Special vs. General Case in Basic Algebraic Notation

Question

From Rogawski, Jon (2011-04-01). Single Variable Calculus (Page 343). W. H. Freeman. :

To compute the derivative of a function of the form e^g(x), write e^g(x) as a composite e^g(x) = f(g(x) ), where f(u) = e^u, and apply the Chain Rule:

[ f(g(x) ) ]' = f'(g(x) ) * g'(x) = e^g(x) * g'(x) [ because f'(x) = e^x ]

A special case is ( e^kx+b )' = ke^kx+b, where k and b are constants.

Is f(g(x) ) = e^kx+b really a special case? Isn't this the general case?

Answer 1

No, the case $\mathrm{g}(x) = kx+b$, i.e. where $\mathrm{g}$ is a linear function, is really quite special.

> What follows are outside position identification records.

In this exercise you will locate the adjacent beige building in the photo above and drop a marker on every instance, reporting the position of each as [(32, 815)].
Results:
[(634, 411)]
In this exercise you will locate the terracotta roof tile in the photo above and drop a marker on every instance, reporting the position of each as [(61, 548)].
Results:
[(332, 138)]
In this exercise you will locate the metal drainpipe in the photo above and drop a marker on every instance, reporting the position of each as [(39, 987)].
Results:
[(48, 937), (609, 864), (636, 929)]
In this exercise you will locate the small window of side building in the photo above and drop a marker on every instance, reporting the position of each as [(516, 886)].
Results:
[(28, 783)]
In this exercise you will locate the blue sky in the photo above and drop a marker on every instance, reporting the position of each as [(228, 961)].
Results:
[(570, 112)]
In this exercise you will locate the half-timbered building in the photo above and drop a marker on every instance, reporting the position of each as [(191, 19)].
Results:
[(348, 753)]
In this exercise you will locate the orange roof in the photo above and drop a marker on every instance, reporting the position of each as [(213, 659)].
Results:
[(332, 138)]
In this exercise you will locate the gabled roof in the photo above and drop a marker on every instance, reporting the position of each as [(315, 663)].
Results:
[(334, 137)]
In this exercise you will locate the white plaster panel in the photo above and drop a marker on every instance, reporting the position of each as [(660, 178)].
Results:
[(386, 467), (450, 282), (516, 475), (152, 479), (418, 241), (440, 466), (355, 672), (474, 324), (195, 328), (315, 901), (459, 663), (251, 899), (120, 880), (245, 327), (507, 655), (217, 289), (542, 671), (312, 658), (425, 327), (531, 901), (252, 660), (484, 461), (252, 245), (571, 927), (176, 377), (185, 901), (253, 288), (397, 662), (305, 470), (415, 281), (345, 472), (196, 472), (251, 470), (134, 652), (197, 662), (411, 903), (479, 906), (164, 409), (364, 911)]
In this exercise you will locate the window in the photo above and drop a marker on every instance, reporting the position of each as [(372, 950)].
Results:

Even amongst all possible polynomials $a_nx^n + a_{n-1}x^{n-1}+\cdots + a_1x + a_0$, the linear functions are a special example. When you include trigonometric function, logarithms, rational functions, hyperbolic functions and other non-elementary functions, you see that $\mathrm{g}(x)=kx+b$ is special.

What about, for example,

$$\mathrm{g}(x) = \sin(\cos(\ln(\sin(\cos(\mathrm{e}^x))))$$

Answer 2

The linear function in the exponent is an easy example. In general you could have a much more complicated function for $g(x)$.

For example if $f(x) = e^{\textrm{sin}(x)}$ then

$f'(x) = \textrm{cos}(x)e^{\textrm{sin}(x)}$

In every case the derivative of $f(g(x))$ is just $f(g(x))*g'(x)$.